First Lady Jill Biden will be undergoing preventative skin cancer surgery next week.

Biden’s press secretary Vanessa Valdivia made the announcement in a January 4 Twitter post.

“During a routine skin care screening, a small lesion was found above the First Lady’s right eye,” she wrote. “Memo here from Dr. Kevin O’Connor, Physician to the President, with more information on the First Lady’s upcoming outpatient procedure to have it removed and examined.”

O’Connor’s memo, included in Valdivia’s tweet, shined more light on the situation. “In an abundance of caution, doctors have recommended that it be removed,” the doctor said.
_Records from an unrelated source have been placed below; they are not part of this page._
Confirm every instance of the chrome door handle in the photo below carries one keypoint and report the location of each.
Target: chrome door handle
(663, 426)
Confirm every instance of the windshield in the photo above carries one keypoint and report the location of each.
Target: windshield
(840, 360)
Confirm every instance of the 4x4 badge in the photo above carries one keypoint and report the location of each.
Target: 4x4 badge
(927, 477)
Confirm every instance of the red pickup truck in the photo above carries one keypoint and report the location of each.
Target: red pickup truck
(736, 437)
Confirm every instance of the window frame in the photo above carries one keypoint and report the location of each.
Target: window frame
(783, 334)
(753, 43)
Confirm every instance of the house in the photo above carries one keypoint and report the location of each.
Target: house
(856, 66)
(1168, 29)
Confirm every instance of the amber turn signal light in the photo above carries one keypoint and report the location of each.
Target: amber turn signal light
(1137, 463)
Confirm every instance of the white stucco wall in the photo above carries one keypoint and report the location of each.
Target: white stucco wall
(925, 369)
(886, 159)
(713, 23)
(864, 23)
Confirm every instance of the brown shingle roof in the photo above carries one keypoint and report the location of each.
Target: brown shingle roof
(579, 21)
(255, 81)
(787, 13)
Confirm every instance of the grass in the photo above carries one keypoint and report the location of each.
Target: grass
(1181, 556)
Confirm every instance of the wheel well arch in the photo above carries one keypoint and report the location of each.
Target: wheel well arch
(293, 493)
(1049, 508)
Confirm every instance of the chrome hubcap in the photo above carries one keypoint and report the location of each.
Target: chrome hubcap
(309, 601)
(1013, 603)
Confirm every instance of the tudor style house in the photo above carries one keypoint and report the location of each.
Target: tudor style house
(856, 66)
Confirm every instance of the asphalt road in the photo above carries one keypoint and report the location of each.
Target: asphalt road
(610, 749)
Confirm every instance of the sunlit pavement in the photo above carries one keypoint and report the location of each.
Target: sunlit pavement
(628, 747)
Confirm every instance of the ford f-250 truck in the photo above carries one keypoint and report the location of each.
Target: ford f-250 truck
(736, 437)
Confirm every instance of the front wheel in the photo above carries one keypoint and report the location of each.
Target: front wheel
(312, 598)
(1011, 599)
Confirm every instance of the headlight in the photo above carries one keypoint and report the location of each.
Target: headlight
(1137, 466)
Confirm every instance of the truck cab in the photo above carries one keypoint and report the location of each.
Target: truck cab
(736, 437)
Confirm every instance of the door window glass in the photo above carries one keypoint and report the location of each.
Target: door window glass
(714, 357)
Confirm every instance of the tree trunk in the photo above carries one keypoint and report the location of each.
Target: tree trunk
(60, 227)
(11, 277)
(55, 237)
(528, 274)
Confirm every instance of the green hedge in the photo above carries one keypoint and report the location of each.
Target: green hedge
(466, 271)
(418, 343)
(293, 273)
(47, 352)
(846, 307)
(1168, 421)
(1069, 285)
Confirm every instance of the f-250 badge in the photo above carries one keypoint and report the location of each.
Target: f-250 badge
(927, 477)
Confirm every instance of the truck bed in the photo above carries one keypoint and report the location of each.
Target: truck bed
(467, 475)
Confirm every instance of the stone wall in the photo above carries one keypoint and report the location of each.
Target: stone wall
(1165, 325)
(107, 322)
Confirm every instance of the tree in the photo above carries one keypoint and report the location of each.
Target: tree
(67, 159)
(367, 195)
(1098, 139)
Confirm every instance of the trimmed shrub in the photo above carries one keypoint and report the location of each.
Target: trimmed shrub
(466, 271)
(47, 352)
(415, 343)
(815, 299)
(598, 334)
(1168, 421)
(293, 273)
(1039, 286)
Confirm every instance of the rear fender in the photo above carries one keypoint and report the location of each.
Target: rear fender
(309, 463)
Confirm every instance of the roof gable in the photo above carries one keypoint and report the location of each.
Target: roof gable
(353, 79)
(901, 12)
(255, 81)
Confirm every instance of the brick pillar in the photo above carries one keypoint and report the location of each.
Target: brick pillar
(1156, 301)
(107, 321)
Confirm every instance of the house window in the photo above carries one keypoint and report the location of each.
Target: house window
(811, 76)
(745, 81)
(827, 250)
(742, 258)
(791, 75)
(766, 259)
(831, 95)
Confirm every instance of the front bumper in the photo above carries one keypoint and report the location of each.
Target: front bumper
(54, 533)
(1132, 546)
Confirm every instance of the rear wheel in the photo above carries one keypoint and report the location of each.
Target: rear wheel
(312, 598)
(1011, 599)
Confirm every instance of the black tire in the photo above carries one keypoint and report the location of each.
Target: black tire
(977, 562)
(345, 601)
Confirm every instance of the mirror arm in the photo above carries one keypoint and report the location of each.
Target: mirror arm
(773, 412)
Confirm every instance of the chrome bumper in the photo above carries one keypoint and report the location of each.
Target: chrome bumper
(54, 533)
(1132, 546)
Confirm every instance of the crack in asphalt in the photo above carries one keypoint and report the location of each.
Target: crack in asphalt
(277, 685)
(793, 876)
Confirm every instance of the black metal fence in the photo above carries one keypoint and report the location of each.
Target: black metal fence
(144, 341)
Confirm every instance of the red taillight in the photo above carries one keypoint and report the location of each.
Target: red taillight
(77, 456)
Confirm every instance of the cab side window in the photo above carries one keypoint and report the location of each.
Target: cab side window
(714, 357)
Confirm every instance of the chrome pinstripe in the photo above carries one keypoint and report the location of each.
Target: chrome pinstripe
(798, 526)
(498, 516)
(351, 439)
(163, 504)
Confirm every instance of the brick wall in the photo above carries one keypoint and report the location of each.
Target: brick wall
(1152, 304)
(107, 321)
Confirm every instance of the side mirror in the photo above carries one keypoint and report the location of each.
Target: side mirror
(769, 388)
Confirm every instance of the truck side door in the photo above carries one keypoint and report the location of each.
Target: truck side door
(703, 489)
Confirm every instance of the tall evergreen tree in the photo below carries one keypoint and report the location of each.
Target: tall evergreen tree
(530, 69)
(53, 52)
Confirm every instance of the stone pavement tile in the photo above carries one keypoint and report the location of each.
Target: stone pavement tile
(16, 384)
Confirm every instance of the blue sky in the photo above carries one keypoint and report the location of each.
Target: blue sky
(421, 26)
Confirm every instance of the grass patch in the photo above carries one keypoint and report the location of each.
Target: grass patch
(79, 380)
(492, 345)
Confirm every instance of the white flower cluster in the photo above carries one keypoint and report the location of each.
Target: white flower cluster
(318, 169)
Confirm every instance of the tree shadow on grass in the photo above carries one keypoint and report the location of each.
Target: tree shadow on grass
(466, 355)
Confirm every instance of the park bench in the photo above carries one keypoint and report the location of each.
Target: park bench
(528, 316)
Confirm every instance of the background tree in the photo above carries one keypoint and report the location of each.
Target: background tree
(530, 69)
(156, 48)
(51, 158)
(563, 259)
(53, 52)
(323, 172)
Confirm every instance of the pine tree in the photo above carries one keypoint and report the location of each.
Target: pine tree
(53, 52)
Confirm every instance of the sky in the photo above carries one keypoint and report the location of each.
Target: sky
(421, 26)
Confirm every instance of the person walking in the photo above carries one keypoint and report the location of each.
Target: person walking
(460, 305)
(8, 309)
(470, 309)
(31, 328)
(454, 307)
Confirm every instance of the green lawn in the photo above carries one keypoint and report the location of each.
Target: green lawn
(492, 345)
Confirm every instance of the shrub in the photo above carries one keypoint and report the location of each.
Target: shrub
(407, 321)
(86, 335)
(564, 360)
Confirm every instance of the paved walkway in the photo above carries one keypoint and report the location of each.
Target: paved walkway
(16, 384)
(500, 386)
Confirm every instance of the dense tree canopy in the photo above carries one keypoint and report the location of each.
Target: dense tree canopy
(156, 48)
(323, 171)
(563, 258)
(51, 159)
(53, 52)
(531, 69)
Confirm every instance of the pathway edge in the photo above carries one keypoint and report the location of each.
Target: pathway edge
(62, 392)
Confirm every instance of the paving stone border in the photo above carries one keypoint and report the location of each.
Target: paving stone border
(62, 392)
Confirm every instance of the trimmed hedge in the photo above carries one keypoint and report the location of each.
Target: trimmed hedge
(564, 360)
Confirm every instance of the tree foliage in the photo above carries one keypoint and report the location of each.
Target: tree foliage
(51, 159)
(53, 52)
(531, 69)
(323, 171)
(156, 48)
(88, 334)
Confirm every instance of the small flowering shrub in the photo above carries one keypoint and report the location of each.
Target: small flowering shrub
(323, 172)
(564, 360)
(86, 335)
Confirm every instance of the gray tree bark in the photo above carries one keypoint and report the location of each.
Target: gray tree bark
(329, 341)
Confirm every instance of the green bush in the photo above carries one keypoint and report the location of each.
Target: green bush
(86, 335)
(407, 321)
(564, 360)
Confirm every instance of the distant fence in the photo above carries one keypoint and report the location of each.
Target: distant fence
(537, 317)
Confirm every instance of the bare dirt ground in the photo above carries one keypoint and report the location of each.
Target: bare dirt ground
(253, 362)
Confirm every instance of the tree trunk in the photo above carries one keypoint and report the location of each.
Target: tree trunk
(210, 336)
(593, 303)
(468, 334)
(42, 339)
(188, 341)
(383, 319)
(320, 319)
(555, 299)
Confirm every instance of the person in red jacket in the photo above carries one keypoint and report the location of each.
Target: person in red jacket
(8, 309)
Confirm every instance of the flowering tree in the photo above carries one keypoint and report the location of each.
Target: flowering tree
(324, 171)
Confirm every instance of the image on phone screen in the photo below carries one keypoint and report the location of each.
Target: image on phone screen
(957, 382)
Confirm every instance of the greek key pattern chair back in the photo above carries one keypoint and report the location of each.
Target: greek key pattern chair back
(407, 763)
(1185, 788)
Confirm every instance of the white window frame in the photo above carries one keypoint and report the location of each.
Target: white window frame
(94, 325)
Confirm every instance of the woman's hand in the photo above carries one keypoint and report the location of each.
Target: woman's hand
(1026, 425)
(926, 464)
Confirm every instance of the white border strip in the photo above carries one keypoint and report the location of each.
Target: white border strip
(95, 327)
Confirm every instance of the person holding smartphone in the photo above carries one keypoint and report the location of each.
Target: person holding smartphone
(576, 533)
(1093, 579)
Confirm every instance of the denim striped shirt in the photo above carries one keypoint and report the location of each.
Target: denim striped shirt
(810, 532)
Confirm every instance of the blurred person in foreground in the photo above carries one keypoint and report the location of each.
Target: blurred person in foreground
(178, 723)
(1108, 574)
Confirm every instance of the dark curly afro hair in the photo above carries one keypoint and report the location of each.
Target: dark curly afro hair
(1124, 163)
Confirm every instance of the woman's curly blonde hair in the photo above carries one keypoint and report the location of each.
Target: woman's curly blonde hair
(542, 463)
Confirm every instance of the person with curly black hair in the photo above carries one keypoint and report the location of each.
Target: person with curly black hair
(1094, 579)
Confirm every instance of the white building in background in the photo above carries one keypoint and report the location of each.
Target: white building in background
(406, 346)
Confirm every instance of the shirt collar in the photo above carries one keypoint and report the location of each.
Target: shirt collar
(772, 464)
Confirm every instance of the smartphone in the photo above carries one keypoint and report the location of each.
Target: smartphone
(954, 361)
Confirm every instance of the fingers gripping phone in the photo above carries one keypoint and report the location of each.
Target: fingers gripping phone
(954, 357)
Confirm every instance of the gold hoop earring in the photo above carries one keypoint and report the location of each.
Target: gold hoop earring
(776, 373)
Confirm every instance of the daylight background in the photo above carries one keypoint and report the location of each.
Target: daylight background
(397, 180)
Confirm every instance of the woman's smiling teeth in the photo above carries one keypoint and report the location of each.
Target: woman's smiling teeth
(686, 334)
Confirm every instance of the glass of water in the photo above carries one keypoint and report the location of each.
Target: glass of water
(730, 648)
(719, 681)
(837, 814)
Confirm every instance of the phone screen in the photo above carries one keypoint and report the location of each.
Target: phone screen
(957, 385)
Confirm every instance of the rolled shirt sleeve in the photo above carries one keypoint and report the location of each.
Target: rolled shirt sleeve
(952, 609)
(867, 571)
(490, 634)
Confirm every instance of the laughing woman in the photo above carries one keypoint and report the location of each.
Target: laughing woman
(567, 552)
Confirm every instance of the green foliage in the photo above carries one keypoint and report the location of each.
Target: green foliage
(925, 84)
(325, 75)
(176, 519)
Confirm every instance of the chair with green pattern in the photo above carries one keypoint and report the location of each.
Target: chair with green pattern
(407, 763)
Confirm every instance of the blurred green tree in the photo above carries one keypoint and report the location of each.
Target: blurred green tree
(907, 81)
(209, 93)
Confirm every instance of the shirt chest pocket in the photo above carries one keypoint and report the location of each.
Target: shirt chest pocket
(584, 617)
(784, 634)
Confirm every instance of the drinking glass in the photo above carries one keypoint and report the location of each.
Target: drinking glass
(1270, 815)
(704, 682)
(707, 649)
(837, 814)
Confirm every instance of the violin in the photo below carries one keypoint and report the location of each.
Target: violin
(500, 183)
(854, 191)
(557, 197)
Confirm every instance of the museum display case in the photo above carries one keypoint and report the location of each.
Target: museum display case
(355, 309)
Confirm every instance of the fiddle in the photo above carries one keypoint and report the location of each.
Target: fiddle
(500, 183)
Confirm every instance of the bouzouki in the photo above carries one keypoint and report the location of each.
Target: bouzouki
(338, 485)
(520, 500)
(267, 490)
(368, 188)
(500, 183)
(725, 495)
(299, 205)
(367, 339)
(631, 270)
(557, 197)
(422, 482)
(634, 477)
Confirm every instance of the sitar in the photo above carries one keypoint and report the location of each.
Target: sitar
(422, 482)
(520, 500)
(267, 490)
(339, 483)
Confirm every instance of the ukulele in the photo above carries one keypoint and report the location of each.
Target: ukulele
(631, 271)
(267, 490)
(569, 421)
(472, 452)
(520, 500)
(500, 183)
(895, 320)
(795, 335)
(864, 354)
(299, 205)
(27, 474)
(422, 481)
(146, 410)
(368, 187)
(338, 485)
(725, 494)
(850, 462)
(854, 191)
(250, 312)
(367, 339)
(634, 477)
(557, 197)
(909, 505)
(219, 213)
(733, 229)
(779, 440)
He also noted that the First Lady is scheduled to have “a common outpatient procedure known as Mohs surgery to remove and definitively examine the tissue.”

“We will offer an update after the procedure is completed and we have more information,” O’Connor wrote.

According to the memo, Biden’s surgery will take place on January 11 at Walter Reed National Military Medical Center.

“As promised, I will keep your office appraised of any changes in her condition or treatment plan,” the Physician to the President concluded.

Biden, who has previously lost her friend Winnie, her son Beau Biden and her mother Bonny Jean Jacobs to cancer, has made it her mission in the White House to battle the disease.

When she launched the moonshot program, a plan to improve cancer treatement and reduce deaths from cancer by 50 percent over the next 25 years, Biden gave heartfelt remarks. “It’s not just patients; cancer changes everyone it touches,” she reflected at the time.

Biden continued, “And in some ways, it touches us all. For Joe and me, it has stolen our joy. It left us broken in our grief. But through that pain, we found purpose, strengthening our fortitude for this fight to end cancer as we know it.”